Я стояла у входа, на полосе, где пересекались свет весеннего дня и тьма погребального дома, и не решалась подойти ближе. Я представляла себе дерево, из которого люди сделали эту лодку - ветки его, наверное, достигали неба! Наши кривые берёзки и ореховые кусты - просто мох по сравнению с этим деревом...
Фисхе наконец заметила мою нерешительность, взяла меня за руку и подвела к тёмно-бурому борту.
- Потрогай её! Она ещё на плаву. Если её высушить и просмолить - то можно плавать...
Старуха замолчала, сама испугавшись своих опасных слов. Я невольно посмотрела наружу: не помутнело ли Небо, не нахмурилось ли, услышав, что говорит безрассудная Фисхе? Ведь всем известно, какой гнев навлекли на себя первые люди, приплывшие сюда на этой лодке. Нам нельзя вспоминать о своём прошлом и мечтать о возвращении на Большой Берег...
Фисхе, как будто читая мои мысли, наклонилась ближе и зашептала:
- На ней можно уплыть далеко-далеко, к самым южным берегам, к Исчезающей земле! Увидеть деревья! Убежать от ветра и тумана!
Я прикрыла ей рот ладонью и сделала охранный знак. Фисхе на старости лет сошла с ума: она говорит страшные вещи, за которые нас всех могут жестоко наказать! И самое удивительное, что раньше она твердила об обратном: о строгом соблюдении древних правил и послушании Богам...
Тряхнув седой головой, Фисхе замолчала, но глаза её предательски блеснули в тусклом свете погребального дома.
- Так или иначе, ухаживай за ней, - сказала она спокойно. - Хотя бы иногда разжигай здесь очаг, чтобы плесень не проела её до дыр... А завтра мы с тобой спросим Их о будущем.
Шло время, людей становилось всё больше. Некоторые перебирались на другие острова и давали им имена. Так, появились Песчаный остров и Остров наконечника копья, Остров тюленей и Высокий Берег.
Люди рождаются и умирают. После смерти небесные птицы, орланы, забирают их плоть, а кости и сны отходят Земле. Души людей обречены вечно покоится в своих подземных домах, лишь единожды в год, в день Низкого солнца, покидая их...
Затемно мы с Фисхе вышли из дома. Небо разлилось тёмно-сиреневое, с едва заметными разводами облаков, - сулило погожий ветреный день. Коровы фыркали за оградой загона, слышно было, как их тяжёлые копыта уминают сухую траву.
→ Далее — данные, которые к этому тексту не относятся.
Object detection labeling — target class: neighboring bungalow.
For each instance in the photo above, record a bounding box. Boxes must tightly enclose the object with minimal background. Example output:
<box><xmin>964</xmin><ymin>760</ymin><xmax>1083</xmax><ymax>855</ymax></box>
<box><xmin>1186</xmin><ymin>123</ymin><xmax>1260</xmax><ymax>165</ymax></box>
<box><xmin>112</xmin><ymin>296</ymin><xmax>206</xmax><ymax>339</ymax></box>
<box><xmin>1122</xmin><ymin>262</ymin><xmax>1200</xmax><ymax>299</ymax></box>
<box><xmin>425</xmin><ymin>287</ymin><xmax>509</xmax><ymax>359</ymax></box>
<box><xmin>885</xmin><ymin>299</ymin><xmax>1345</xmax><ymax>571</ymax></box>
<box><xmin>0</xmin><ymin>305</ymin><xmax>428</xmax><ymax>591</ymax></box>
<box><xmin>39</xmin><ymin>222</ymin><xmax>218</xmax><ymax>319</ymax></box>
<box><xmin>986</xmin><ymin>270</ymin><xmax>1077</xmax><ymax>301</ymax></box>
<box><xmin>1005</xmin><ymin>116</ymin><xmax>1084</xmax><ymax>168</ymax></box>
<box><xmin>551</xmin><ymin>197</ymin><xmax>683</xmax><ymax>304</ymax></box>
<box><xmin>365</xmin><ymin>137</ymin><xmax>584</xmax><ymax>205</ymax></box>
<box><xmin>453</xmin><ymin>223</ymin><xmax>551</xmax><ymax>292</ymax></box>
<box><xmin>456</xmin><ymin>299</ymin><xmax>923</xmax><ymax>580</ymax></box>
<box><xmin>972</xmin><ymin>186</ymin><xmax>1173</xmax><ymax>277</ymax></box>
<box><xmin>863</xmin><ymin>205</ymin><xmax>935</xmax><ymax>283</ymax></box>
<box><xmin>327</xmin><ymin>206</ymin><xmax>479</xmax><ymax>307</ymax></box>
Мы направлялись на северо-запад, к Холму Мёртвых. Там, в толще Холма, спят все наши предки - слабые, лишённые плоти призраки, одетые лишь в хрупкие оболочки костей. Земля даёт им последний приют, но взамен требует полного и безропотного послушания. Они навечно заточены в сырых и тёмных лабиринтах и тихо бродят между камней, спутанных корешков и дождевых червей. Им, мёртвым, известны многие секреты: они хранят прошлое и видят будущее, хотя и не могут сами использовать эти бесценные знания...
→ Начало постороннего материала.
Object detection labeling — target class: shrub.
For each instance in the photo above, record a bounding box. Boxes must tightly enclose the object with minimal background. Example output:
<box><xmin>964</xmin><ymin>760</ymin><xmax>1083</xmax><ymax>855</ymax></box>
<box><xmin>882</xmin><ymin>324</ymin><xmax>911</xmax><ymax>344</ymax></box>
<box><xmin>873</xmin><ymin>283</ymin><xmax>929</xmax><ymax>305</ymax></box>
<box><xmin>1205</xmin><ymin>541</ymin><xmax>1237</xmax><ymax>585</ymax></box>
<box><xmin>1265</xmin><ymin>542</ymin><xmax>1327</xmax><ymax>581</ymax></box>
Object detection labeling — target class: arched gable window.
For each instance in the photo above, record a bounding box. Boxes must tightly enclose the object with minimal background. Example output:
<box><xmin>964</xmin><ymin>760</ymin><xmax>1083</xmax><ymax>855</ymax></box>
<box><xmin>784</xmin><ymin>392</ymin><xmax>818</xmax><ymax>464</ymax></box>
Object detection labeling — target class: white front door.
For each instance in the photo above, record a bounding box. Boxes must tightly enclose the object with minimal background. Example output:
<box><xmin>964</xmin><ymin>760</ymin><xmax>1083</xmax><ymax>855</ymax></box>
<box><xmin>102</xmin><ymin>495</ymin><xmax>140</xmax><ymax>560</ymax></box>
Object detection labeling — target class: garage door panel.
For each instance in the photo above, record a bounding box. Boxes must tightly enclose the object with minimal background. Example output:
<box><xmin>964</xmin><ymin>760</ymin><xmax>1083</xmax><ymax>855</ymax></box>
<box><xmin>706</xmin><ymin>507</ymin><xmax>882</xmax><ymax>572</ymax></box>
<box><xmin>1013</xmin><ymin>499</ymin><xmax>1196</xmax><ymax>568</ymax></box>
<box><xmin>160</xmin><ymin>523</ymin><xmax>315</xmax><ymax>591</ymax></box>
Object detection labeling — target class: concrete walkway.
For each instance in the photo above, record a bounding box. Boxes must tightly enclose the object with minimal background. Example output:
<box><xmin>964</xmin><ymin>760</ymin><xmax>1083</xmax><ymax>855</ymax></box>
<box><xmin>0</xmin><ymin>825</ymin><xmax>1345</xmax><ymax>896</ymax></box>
Я несколько раз бывала возле Холма, но внутри - никогда. Я помню одну страшную зиму, когда в Праздник Низкого Солнца, Небесный Глаз спрятался за тучами и не осветил, как обычно, погребальную камеру. Это значило, что Небо разгневано, и души напрасно ждут единственного за год освобождения... Мы тоже боялись небесной кары. Фисхе тогда велела запастись топливом, едой и целых три дня оставаться дома. Мудрая старуха оказалась права: вскоре грянул такой мороз, что даже за торфом нельзя было выйти - отмерзали пальцы, а ресницы становились ломкими сосульками. За ночь мы потеряли несколько коров и овец - бедные твари превратились в глыбы льда и лежали потом на синем снегу до самой оттепели.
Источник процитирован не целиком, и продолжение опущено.